An infinite loop is a kind of crash that has the application function correctly, as programmed, but it will not do anything else besides running a loop infinitely. Only the OS can catch those (“application not responding” in Task Manager), or defensive programming styles by adding a counter with an upper limit breaking out of any potentially infinite loop.

Then you have crashes that are segmentation faults (aka access violation aka null dereferencing) as well as applications that cause the OS layer to malfunction, ie an operation that leads the driver to fail due to a bug or incompatibility, ultimately showing the user a bluescreen of death (BSOD) but this often gets attributed to the application itself when it could even be the user’s hardware malfunctioning.

Then on mobile, running a task for an extended period of time or allocating too much memory may cause the OS to force shutdown the app.

So there’s not one way of a “crash” occuring and any attempts at making your own system is futile, or it will at most be wholly insufficient by being able to catch only one specific kind of “crash”.

Crashlytics reports the details of crashes (at latest) on the next successful app start.

You can configure notifications based on alert triggers and use these to trigger Firebase Cloud functions that can do numerous useful things such as send an email, message a slack or discord or other functionalities exposed as APIs.

I see what you’re saying. In order to fully get the points for this section of the project, I think I’d have to do what you said here, " When an application truly crashes, only something outside the application can provide crash reports.
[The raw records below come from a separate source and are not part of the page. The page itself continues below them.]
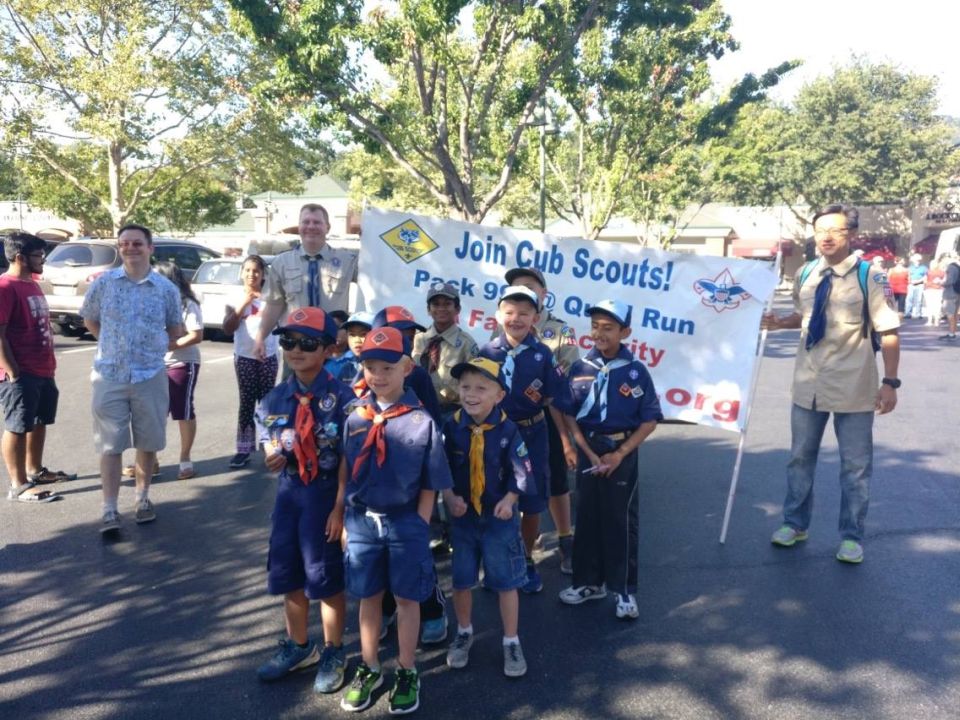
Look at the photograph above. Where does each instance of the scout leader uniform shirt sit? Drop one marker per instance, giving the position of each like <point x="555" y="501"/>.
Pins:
<point x="290" y="280"/>
<point x="839" y="373"/>
<point x="455" y="346"/>
<point x="275" y="422"/>
<point x="414" y="460"/>
<point x="534" y="378"/>
<point x="506" y="462"/>
<point x="626" y="400"/>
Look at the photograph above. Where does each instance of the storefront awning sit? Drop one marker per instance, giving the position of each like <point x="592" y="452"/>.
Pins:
<point x="759" y="247"/>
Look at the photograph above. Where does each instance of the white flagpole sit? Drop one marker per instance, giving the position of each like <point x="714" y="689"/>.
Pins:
<point x="746" y="420"/>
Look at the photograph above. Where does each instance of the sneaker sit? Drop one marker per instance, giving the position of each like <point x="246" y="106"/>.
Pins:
<point x="576" y="595"/>
<point x="359" y="693"/>
<point x="850" y="551"/>
<point x="787" y="536"/>
<point x="627" y="607"/>
<point x="565" y="545"/>
<point x="534" y="583"/>
<point x="514" y="664"/>
<point x="289" y="658"/>
<point x="145" y="512"/>
<point x="458" y="654"/>
<point x="405" y="696"/>
<point x="333" y="662"/>
<point x="111" y="521"/>
<point x="433" y="631"/>
<point x="385" y="624"/>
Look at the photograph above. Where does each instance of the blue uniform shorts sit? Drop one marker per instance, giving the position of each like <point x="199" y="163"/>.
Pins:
<point x="300" y="556"/>
<point x="536" y="438"/>
<point x="494" y="542"/>
<point x="388" y="551"/>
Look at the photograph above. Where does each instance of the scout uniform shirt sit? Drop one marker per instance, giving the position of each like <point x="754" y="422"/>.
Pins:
<point x="277" y="411"/>
<point x="414" y="460"/>
<point x="456" y="346"/>
<point x="626" y="400"/>
<point x="289" y="279"/>
<point x="839" y="373"/>
<point x="506" y="462"/>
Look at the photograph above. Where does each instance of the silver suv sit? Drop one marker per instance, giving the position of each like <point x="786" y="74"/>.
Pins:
<point x="74" y="265"/>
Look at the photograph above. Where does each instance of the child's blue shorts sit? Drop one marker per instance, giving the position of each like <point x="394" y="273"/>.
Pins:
<point x="300" y="556"/>
<point x="494" y="542"/>
<point x="537" y="439"/>
<point x="388" y="551"/>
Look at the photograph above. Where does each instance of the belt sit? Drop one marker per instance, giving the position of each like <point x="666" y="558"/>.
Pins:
<point x="530" y="422"/>
<point x="616" y="437"/>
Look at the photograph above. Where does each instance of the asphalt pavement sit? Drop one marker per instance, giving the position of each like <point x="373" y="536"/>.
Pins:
<point x="171" y="619"/>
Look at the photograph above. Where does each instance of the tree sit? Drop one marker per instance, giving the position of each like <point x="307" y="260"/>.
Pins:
<point x="125" y="102"/>
<point x="867" y="133"/>
<point x="446" y="88"/>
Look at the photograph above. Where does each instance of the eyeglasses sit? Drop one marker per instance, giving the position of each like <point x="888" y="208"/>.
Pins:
<point x="306" y="344"/>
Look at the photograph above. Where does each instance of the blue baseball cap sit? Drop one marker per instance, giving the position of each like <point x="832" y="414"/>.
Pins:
<point x="619" y="311"/>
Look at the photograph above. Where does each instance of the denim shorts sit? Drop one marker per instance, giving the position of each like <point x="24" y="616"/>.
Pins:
<point x="494" y="542"/>
<point x="388" y="551"/>
<point x="300" y="558"/>
<point x="28" y="401"/>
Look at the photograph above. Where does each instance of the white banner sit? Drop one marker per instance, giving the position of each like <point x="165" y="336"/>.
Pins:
<point x="695" y="318"/>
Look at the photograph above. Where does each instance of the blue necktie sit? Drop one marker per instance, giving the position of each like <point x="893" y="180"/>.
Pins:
<point x="509" y="365"/>
<point x="599" y="389"/>
<point x="313" y="282"/>
<point x="817" y="327"/>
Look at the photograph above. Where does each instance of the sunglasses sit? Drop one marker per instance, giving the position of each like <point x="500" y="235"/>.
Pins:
<point x="305" y="343"/>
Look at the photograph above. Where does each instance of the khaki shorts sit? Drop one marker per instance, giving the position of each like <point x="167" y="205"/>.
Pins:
<point x="124" y="409"/>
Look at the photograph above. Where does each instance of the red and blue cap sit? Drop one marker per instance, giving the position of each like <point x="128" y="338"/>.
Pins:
<point x="619" y="311"/>
<point x="384" y="343"/>
<point x="312" y="322"/>
<point x="396" y="316"/>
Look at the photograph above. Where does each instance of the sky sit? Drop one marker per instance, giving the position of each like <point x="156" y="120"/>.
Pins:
<point x="920" y="36"/>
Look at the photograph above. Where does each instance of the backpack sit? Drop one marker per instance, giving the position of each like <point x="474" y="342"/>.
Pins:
<point x="863" y="270"/>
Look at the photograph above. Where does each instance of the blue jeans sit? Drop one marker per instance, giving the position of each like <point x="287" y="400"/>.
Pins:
<point x="855" y="439"/>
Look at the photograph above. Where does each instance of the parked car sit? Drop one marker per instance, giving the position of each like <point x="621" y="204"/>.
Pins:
<point x="216" y="284"/>
<point x="74" y="265"/>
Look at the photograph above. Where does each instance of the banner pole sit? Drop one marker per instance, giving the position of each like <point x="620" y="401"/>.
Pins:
<point x="735" y="479"/>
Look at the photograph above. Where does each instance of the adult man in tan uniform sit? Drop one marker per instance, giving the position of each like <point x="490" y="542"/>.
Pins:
<point x="836" y="372"/>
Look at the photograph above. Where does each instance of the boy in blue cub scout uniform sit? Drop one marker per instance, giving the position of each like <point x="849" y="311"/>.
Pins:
<point x="616" y="410"/>
<point x="534" y="382"/>
<point x="395" y="455"/>
<point x="299" y="423"/>
<point x="491" y="471"/>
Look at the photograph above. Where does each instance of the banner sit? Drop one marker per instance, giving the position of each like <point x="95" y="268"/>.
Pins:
<point x="695" y="318"/>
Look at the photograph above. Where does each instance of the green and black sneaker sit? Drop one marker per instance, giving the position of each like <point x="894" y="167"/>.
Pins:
<point x="405" y="696"/>
<point x="360" y="691"/>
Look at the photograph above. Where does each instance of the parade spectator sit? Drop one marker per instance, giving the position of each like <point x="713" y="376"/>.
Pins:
<point x="899" y="279"/>
<point x="135" y="314"/>
<point x="28" y="391"/>
<point x="933" y="291"/>
<point x="918" y="274"/>
<point x="616" y="409"/>
<point x="183" y="366"/>
<point x="561" y="340"/>
<point x="300" y="424"/>
<point x="951" y="296"/>
<point x="311" y="275"/>
<point x="256" y="375"/>
<point x="490" y="470"/>
<point x="836" y="372"/>
<point x="397" y="464"/>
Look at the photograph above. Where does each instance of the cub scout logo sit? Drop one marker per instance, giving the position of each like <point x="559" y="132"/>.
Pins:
<point x="409" y="241"/>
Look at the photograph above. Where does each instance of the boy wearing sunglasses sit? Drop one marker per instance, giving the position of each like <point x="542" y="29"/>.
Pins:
<point x="300" y="423"/>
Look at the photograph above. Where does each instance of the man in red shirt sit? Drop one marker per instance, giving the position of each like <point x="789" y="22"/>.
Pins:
<point x="28" y="393"/>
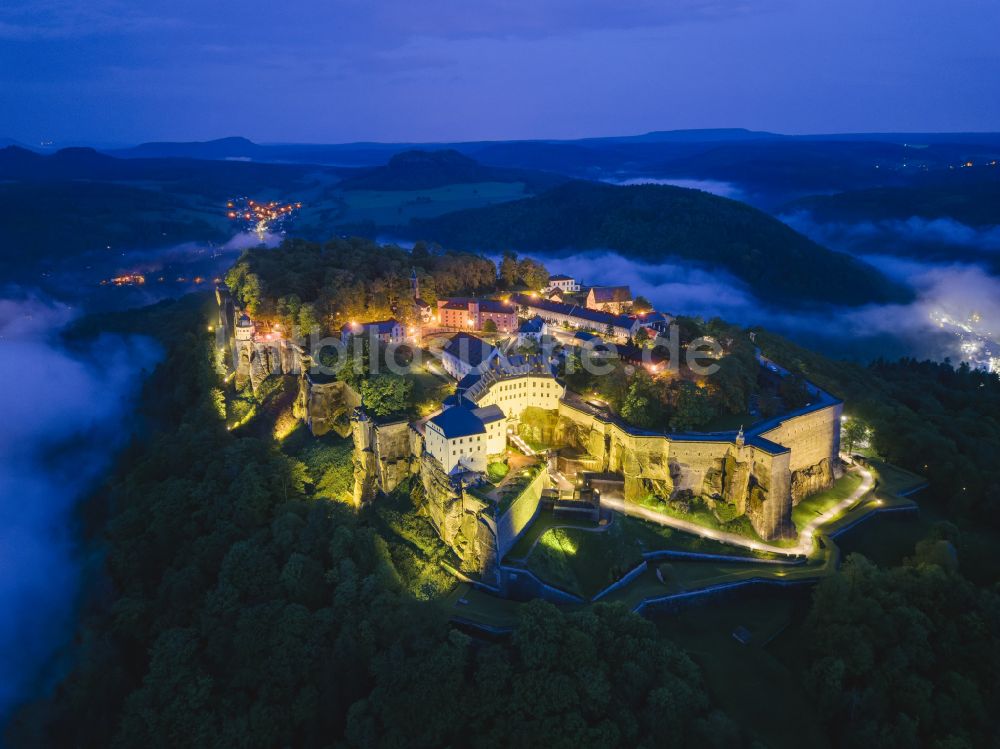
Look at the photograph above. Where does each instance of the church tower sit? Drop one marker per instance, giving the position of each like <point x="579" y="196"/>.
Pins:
<point x="415" y="284"/>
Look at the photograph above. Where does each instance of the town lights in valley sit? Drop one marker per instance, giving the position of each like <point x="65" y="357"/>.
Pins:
<point x="261" y="218"/>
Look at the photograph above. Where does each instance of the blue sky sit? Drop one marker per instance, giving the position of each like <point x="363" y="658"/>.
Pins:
<point x="111" y="71"/>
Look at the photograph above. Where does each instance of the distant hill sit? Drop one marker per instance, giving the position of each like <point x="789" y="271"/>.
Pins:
<point x="807" y="164"/>
<point x="654" y="223"/>
<point x="968" y="202"/>
<point x="420" y="170"/>
<point x="218" y="179"/>
<point x="222" y="148"/>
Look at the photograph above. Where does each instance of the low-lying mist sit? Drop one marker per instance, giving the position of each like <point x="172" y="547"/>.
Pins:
<point x="957" y="289"/>
<point x="66" y="411"/>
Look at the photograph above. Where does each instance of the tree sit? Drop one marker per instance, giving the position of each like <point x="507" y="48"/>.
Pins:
<point x="856" y="433"/>
<point x="532" y="274"/>
<point x="693" y="410"/>
<point x="794" y="391"/>
<point x="508" y="271"/>
<point x="384" y="395"/>
<point x="642" y="406"/>
<point x="309" y="321"/>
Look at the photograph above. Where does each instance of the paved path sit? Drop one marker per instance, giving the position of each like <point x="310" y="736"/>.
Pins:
<point x="805" y="534"/>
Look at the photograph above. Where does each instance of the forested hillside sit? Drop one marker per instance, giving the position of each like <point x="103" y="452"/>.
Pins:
<point x="654" y="223"/>
<point x="244" y="607"/>
<point x="420" y="170"/>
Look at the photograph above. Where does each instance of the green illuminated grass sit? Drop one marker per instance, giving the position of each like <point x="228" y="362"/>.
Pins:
<point x="813" y="506"/>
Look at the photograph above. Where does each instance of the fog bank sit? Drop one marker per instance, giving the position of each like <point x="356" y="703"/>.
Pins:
<point x="681" y="288"/>
<point x="65" y="415"/>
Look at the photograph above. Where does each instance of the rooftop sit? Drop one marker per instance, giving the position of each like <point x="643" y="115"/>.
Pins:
<point x="602" y="319"/>
<point x="469" y="349"/>
<point x="458" y="422"/>
<point x="605" y="294"/>
<point x="534" y="325"/>
<point x="381" y="326"/>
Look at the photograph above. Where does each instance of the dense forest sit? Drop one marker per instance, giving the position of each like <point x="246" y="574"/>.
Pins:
<point x="243" y="604"/>
<point x="421" y="170"/>
<point x="655" y="223"/>
<point x="974" y="203"/>
<point x="245" y="609"/>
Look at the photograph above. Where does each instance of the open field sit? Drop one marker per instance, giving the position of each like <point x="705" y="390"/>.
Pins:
<point x="814" y="506"/>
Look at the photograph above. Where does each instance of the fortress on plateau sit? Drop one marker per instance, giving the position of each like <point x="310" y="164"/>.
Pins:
<point x="506" y="401"/>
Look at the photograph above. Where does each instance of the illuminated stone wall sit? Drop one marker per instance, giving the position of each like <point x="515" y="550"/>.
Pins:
<point x="519" y="515"/>
<point x="759" y="482"/>
<point x="326" y="407"/>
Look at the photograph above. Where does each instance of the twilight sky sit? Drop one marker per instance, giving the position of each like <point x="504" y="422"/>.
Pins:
<point x="120" y="71"/>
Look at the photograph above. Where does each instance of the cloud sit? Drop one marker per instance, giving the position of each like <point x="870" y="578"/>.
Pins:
<point x="890" y="234"/>
<point x="52" y="19"/>
<point x="64" y="416"/>
<point x="959" y="292"/>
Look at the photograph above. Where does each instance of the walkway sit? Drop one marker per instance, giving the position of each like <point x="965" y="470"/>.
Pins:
<point x="804" y="546"/>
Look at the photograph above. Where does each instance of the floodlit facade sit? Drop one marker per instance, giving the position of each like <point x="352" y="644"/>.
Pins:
<point x="466" y="354"/>
<point x="472" y="314"/>
<point x="563" y="283"/>
<point x="616" y="299"/>
<point x="463" y="437"/>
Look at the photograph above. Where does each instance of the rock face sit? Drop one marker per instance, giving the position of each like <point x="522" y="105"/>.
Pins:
<point x="327" y="406"/>
<point x="383" y="455"/>
<point x="811" y="479"/>
<point x="736" y="478"/>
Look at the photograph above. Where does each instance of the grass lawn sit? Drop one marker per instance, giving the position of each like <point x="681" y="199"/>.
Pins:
<point x="893" y="479"/>
<point x="748" y="681"/>
<point x="582" y="561"/>
<point x="885" y="539"/>
<point x="544" y="522"/>
<point x="812" y="507"/>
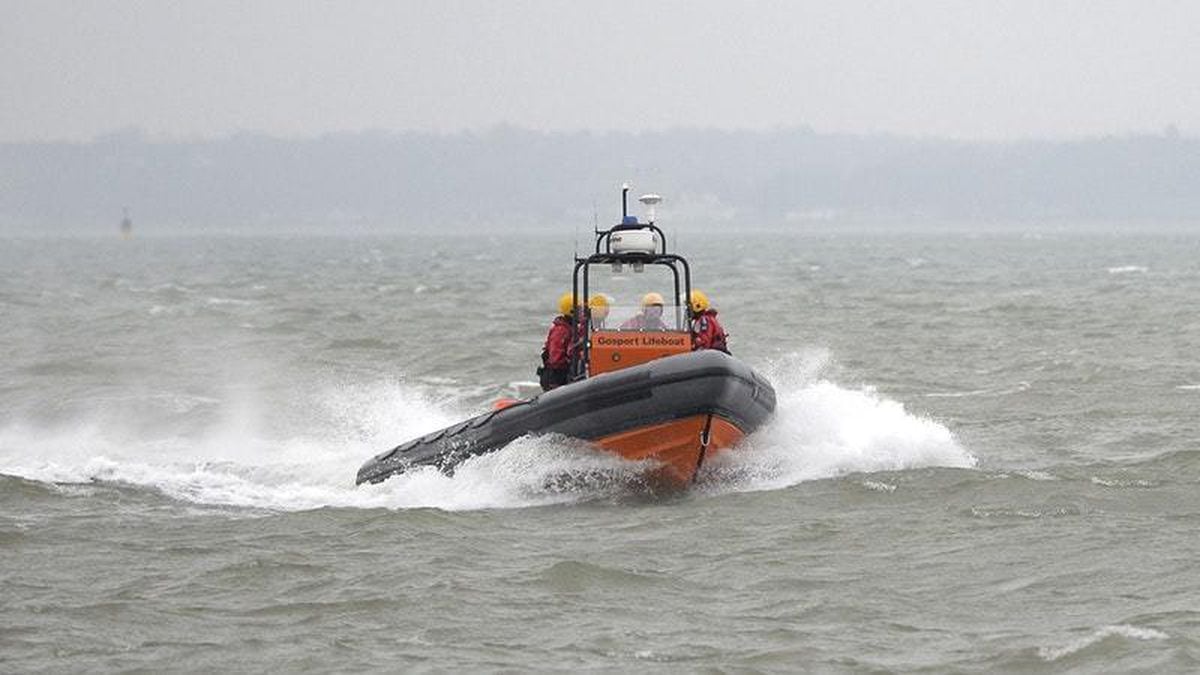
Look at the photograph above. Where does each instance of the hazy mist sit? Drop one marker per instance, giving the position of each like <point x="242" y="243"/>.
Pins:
<point x="378" y="117"/>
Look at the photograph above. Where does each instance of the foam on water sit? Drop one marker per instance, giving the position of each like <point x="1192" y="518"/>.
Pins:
<point x="820" y="430"/>
<point x="1101" y="635"/>
<point x="823" y="430"/>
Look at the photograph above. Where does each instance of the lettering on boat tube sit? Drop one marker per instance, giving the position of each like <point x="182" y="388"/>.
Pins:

This “outside” could be a very outer layer, basically an “executable runner” of sorts as many desktop apps have been using for decades. ". Unfortunately crashlytics doesn’t work because I’m making a desktop application, and diagnostics will get my partial points but the specific words for these points to be counted toward my favor in the project are “Generation of crash reports (via text file or dialog box) on application failure (maximum 30 points) and Option to email crash report on application failure (maximum 20 points)”. Do you know how to make one of these "executable runner”s? Or some resources to get me started on that?

Thanks Joe, unfortunately, my app is a desktop app, so crashlytics doesn’t meet what I’m looking for.

No, and nobody wastes any time doing that because creating a custom crash reporter is just like writing a custom installer - we already have plenty of solutions available to us, both free and commercial, and both kinds are really involved projects of their own that you could easily spend months to develop just a minimal barebones solution.

Hello, have you found a solution? I had the same problem.